“Pengembangan intelektual murni tanpa pengembangan karakter internal yang sepadan, sama seperti menyerahkan mobil sport bertenaga tinggi ke tangan seorang remaja pecandu narkoba.” Steve Covey (Penulis)
BARISAN.CO – Tujuan dididik bukan untuk memperoleh informasi melainkan mengumpulkan pengetahuan. Motif pendidikan adalah mengubah cermin menjadi jendela. Kini, pendidikan telah bertransformasi menjadi kebutuhan dasar untuk dapat bertahan hidup.
Sayangnya, kata pendidikan telah kehilangan maknanya. Di zaman kejatuhan semua yang ada berubah menjadi negatif. Begitu pun di sektor pendidikan. Seorang anak harus diberi tahu tentang perjuangan para pahlawan bangsa, bukan karena demi mencetak nilai tertinggi di sekolah. Akan tetapi, untuk mengenal sejarah bangsanya sendiri.
Kini, sudah menjadi hal lumrah merasa sombong tentang pencapaian diri, meski pun itu sebanarnya bukan sesuatu yang harus dibanggakan.
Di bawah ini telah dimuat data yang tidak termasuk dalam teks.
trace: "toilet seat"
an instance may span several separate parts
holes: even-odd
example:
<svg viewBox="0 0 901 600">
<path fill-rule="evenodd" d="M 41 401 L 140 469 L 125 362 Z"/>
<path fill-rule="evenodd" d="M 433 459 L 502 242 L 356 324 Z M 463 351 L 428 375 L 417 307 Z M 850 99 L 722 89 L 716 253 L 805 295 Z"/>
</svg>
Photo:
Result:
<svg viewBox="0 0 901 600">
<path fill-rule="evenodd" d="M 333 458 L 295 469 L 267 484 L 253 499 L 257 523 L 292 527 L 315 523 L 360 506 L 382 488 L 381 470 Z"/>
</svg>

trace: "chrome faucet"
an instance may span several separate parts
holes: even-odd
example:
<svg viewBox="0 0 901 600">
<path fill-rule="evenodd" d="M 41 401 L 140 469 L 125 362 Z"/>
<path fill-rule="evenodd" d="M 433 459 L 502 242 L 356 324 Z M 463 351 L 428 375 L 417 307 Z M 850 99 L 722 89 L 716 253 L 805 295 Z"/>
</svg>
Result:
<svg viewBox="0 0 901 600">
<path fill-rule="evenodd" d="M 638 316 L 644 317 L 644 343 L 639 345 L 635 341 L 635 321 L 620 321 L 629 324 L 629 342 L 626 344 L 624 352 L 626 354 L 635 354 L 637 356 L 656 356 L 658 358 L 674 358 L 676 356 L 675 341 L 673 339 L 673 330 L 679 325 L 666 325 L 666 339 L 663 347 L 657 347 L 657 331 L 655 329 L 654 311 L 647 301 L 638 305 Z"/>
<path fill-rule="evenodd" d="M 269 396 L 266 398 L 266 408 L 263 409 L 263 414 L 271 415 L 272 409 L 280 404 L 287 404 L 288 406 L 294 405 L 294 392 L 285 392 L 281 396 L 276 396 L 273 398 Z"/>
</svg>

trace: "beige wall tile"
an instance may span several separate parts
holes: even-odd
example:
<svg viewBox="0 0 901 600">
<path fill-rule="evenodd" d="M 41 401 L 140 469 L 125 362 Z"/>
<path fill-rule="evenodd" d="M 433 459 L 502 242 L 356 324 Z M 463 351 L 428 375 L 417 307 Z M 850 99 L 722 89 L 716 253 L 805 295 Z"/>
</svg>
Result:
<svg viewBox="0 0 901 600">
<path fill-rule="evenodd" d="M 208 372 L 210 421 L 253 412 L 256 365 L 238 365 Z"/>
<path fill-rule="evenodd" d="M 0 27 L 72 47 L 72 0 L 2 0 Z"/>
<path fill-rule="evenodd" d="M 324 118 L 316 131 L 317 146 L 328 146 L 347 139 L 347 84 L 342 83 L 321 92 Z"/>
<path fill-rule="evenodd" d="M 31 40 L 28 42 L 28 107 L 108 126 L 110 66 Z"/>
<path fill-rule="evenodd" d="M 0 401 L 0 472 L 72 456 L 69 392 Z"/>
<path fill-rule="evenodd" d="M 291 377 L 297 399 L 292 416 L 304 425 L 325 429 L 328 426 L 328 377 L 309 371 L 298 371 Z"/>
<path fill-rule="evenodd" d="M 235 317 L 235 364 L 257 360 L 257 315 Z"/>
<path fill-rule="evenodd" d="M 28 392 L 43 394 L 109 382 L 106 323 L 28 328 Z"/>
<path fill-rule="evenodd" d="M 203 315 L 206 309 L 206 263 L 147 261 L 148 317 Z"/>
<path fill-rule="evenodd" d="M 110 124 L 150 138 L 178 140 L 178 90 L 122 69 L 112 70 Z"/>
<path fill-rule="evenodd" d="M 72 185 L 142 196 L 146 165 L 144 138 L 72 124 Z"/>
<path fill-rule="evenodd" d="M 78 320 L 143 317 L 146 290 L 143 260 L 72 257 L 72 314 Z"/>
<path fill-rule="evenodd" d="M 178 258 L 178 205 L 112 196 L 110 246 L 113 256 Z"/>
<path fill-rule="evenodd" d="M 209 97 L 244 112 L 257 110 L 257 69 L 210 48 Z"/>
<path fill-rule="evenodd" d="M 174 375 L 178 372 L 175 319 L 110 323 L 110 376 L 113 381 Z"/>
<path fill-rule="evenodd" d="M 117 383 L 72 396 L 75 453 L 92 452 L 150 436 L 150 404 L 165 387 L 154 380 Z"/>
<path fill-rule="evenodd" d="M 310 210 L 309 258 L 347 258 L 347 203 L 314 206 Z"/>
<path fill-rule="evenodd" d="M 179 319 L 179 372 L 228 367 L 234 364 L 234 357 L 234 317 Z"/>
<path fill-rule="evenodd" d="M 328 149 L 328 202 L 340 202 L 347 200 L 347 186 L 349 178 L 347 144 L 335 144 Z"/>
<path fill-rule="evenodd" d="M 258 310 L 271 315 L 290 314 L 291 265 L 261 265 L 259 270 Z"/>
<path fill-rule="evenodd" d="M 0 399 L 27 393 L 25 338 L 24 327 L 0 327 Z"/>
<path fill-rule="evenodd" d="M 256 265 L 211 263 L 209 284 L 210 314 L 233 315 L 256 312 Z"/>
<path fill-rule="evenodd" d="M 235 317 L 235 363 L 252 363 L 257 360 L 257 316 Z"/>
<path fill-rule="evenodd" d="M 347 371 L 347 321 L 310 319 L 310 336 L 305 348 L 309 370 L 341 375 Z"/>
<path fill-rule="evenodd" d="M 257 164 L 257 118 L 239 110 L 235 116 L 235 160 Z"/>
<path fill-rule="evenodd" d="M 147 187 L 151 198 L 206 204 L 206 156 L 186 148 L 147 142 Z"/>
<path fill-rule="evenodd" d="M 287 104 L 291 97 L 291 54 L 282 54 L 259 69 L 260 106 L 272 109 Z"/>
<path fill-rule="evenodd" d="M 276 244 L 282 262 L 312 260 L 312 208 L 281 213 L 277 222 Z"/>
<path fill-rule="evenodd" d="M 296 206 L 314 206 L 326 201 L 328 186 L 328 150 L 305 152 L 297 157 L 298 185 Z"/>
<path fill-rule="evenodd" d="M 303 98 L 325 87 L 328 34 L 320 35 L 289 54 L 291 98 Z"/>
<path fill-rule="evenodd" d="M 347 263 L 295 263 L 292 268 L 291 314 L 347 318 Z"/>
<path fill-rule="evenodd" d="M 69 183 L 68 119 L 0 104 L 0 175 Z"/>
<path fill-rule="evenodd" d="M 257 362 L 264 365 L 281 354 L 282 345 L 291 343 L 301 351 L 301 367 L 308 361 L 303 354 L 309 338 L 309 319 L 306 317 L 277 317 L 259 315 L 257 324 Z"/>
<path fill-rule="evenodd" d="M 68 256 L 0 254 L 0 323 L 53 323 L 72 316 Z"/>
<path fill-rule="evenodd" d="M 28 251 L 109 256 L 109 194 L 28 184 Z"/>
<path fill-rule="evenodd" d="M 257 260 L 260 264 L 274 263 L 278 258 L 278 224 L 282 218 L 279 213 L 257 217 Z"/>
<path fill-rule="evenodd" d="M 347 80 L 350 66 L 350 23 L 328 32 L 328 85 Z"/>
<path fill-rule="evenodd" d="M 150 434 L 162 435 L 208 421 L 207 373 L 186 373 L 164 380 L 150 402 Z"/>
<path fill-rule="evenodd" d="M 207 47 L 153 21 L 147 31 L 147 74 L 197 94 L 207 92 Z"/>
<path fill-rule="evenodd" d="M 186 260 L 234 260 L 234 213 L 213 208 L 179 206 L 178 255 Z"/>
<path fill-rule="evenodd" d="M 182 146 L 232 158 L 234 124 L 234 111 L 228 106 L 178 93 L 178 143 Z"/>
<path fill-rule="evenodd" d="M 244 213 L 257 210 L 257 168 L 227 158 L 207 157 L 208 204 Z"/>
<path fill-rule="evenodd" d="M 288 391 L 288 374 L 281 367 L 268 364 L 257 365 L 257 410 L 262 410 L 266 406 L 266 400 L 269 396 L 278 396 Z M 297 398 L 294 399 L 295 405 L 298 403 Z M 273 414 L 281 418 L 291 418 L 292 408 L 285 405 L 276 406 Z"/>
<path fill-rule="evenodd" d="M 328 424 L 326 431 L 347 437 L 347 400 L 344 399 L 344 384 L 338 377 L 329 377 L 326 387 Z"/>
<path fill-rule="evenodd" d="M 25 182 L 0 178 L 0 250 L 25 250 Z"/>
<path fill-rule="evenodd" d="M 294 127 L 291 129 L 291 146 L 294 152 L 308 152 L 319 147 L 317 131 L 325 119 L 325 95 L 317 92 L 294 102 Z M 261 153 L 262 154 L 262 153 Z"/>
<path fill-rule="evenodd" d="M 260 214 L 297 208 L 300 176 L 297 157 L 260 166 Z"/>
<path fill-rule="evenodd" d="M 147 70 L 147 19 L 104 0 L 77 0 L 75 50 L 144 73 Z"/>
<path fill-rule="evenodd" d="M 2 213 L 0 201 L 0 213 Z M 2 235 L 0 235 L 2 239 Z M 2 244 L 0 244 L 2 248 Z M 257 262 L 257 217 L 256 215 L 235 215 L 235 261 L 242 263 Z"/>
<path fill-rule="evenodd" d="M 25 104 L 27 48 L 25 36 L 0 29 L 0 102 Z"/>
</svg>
Misalnya saja soal lulusan perguruan tinggi dengan titel A-Z.
Orang berpendidikan dengan gelar merasa lebih unggul dari orang lain dan mencoba memuntahkan semua yang dipelajari di depan orang lain untuk menunjukkan kesombongannya. Padahal, bukan berarti yang mereka tidak tamat SMA, tidak tahu apa-apa. Bisa jadi, wawasannya lebih luas daripada yang kita bayangkan.
Rata-rata orang saat ini juga dapat mempelajari segala sesuatu dari internet. Di sisi lain, orang-orang tua dengan gelar master mungkin bahkan kesulitan memanfaatkan teknologi.
Di Jepang, tidak ada silabus khusus yang diajarkan di sekolah dasar. Mereka sejak dini diajarkan tata krama, sopan santun, dan bersikap rendah hati kepada orang yang lebih tua. Di negara ini, ujian tidak begitu penting. Pembelajaran karakter justru menempati daftar teratas.
Begitu juga dengan yang terjadi di Korea Selatan. Di sana terdapat untaian kurikulum pendidikan moral atau mata pelajaran tertentu. Mengutip Social Studies, sejak kelas 1 hingga kelas 10, siswa diwajibkan mempelajari Right Life and Moral Education. Implementasinya melalui penerbitan buku teks pendidikan moral oleh pemerintah.
Sejarah pendidikan moral di Negeri Gingseng sudah berjalan lebih dari 5.000 tahun. Umumnya, melibatkan peniruan kebajikan dan perilaku panutan, mendengarkan cerita, dan mempraktikkan disiplin diri yang tulus. Guru di Korea Selatan menggunakan dua pengajaran utama, yakni sosialisasi moral dan diskusi moral. Pendekatan yang digunakan bisa menekankan pada kebiasaan moral dasar, sopan santun, dan praktik moral melalui mendongeng dan memberi teladan yang baik bagi muridnya.